Last Update: 2019-03-13

  • POSIX compliance (well, except for those mklink calls, of course) — no more Bashisms!
  • Directories and files with spaces in them are supported.
  • Zero and non-zero exit status codes (for communicating success/failure of the requested command, respectively) are now properly preserved/returned.
  • The add-symlink alias now works more like ln(1) and can be used from any directory in the repository, not just the repository’s root directory.
  • The rm-symlink alias (singular) has been superseded by the rm-symlinks alias (plural), which now accepts multiple arguments (or no arguments at all, which finds all of the symlinks throughout the repository, as before) for selectively transforming git symlinks into NTFS hardlinks+junctions.
  • The checkout-symlinks alias has also been updated to accept multiple arguments (or none at all, == everything) for selective reversal of the aforementioned transformations.
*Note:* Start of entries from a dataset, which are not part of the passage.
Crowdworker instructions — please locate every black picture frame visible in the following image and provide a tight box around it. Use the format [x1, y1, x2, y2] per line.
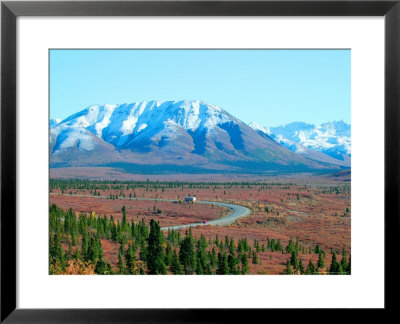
[0, 0, 400, 323]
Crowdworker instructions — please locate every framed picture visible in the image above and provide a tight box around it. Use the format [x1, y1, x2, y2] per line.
[1, 0, 400, 323]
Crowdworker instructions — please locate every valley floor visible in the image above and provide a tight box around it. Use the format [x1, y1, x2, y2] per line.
[50, 173, 351, 274]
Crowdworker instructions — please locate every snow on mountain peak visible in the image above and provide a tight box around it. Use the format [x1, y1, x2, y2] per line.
[51, 100, 232, 146]
[249, 120, 351, 158]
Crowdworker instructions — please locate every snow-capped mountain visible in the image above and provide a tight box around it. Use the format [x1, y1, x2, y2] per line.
[50, 100, 344, 169]
[49, 118, 61, 128]
[249, 121, 351, 166]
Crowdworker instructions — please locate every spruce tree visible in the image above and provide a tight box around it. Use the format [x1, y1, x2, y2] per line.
[147, 219, 167, 274]
[329, 252, 339, 274]
[285, 260, 293, 274]
[179, 231, 196, 274]
[171, 250, 182, 275]
[317, 253, 325, 269]
[217, 251, 229, 275]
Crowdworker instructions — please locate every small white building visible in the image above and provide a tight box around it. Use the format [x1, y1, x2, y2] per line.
[184, 197, 196, 202]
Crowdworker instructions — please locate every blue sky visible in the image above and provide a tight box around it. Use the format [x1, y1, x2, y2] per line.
[50, 50, 351, 126]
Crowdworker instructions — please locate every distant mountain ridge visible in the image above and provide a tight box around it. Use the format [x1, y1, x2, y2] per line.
[249, 121, 351, 167]
[50, 100, 348, 171]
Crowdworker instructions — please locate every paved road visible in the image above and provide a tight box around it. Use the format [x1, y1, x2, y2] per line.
[49, 194, 251, 231]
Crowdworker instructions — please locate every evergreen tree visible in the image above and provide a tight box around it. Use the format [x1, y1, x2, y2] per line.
[240, 254, 249, 274]
[299, 259, 304, 274]
[305, 259, 316, 274]
[290, 250, 299, 270]
[147, 219, 167, 274]
[171, 250, 182, 274]
[217, 251, 229, 275]
[329, 252, 339, 274]
[179, 231, 196, 274]
[285, 260, 293, 274]
[118, 252, 126, 274]
[317, 253, 325, 269]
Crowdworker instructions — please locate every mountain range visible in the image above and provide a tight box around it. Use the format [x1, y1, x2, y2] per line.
[249, 121, 351, 167]
[49, 100, 348, 172]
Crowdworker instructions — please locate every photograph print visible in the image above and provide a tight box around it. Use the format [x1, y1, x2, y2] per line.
[49, 49, 351, 275]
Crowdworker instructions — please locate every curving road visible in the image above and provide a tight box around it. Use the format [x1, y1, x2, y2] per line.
[50, 193, 251, 231]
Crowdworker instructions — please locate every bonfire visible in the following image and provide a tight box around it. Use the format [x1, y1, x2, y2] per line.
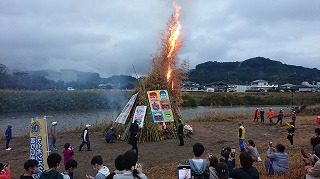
[122, 4, 189, 142]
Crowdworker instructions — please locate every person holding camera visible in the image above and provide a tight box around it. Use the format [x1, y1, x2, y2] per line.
[20, 159, 39, 179]
[0, 163, 11, 179]
[301, 145, 320, 179]
[229, 152, 259, 179]
[264, 144, 289, 175]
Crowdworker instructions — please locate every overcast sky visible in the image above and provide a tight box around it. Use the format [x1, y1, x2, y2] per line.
[0, 0, 320, 77]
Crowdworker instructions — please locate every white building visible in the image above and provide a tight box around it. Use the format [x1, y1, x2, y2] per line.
[248, 80, 278, 92]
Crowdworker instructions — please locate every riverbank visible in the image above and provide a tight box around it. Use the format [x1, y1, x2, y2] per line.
[0, 116, 317, 179]
[0, 90, 320, 113]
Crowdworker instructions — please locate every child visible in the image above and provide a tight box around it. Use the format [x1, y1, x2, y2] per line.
[62, 143, 74, 166]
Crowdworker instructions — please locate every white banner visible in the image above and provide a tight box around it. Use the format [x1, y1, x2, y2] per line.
[132, 106, 147, 128]
[115, 93, 138, 124]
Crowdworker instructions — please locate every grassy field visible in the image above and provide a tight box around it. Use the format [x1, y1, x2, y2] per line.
[183, 92, 320, 106]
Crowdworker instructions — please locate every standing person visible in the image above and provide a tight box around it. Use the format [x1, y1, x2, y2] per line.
[287, 121, 296, 147]
[291, 111, 297, 126]
[229, 152, 259, 179]
[40, 153, 63, 179]
[49, 121, 58, 150]
[130, 120, 139, 156]
[62, 143, 74, 166]
[61, 159, 78, 179]
[310, 128, 320, 151]
[79, 124, 92, 151]
[20, 159, 39, 179]
[0, 163, 11, 179]
[87, 155, 110, 179]
[238, 122, 246, 151]
[106, 128, 117, 143]
[276, 109, 284, 125]
[253, 108, 260, 122]
[264, 144, 289, 175]
[5, 125, 12, 150]
[188, 143, 210, 179]
[260, 108, 264, 122]
[177, 119, 184, 146]
[268, 108, 274, 124]
[246, 140, 261, 162]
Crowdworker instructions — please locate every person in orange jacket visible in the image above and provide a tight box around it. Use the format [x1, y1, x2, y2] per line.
[268, 108, 274, 124]
[253, 108, 260, 122]
[0, 163, 11, 179]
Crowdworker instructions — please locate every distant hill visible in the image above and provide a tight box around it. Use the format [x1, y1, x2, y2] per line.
[188, 57, 320, 84]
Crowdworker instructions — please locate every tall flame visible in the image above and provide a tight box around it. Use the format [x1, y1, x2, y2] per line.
[167, 3, 181, 84]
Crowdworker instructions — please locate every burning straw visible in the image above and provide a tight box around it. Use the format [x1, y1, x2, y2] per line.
[122, 4, 189, 142]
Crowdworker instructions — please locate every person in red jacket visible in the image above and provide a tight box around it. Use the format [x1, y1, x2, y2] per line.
[0, 163, 11, 179]
[253, 108, 260, 122]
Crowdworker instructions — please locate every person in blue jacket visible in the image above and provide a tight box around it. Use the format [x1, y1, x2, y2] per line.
[5, 125, 12, 150]
[106, 128, 117, 143]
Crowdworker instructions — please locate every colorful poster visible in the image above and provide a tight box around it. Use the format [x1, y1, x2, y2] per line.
[132, 106, 147, 128]
[115, 93, 138, 124]
[30, 117, 49, 178]
[148, 90, 174, 122]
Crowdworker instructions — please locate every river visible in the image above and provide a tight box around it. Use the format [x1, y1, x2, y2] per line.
[0, 106, 290, 136]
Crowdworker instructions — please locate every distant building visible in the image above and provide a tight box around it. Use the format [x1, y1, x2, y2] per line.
[182, 81, 203, 91]
[247, 80, 278, 92]
[60, 69, 78, 83]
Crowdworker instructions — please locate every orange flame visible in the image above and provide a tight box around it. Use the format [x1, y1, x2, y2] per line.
[167, 3, 181, 85]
Final Note: While I did test loading and running these aliases using Bash 3.2 (and even 3.1) for those who may still be stuck on such ancient versions for any number of reasons, be aware that versions as old as these are notorious for their parser bugs. If you experience issues while trying to install any of these aliases, the first thing you should look into is upgrading your shell (for Bash, check the version with CTRL+X, CTRL+V). Alternatively, if you’re trying to install them by pasting them into your terminal emulator, you may have more luck pasting them into a file and sourcing it instead, e.g. as

. ./git-win-symlinks.sh

Good luck!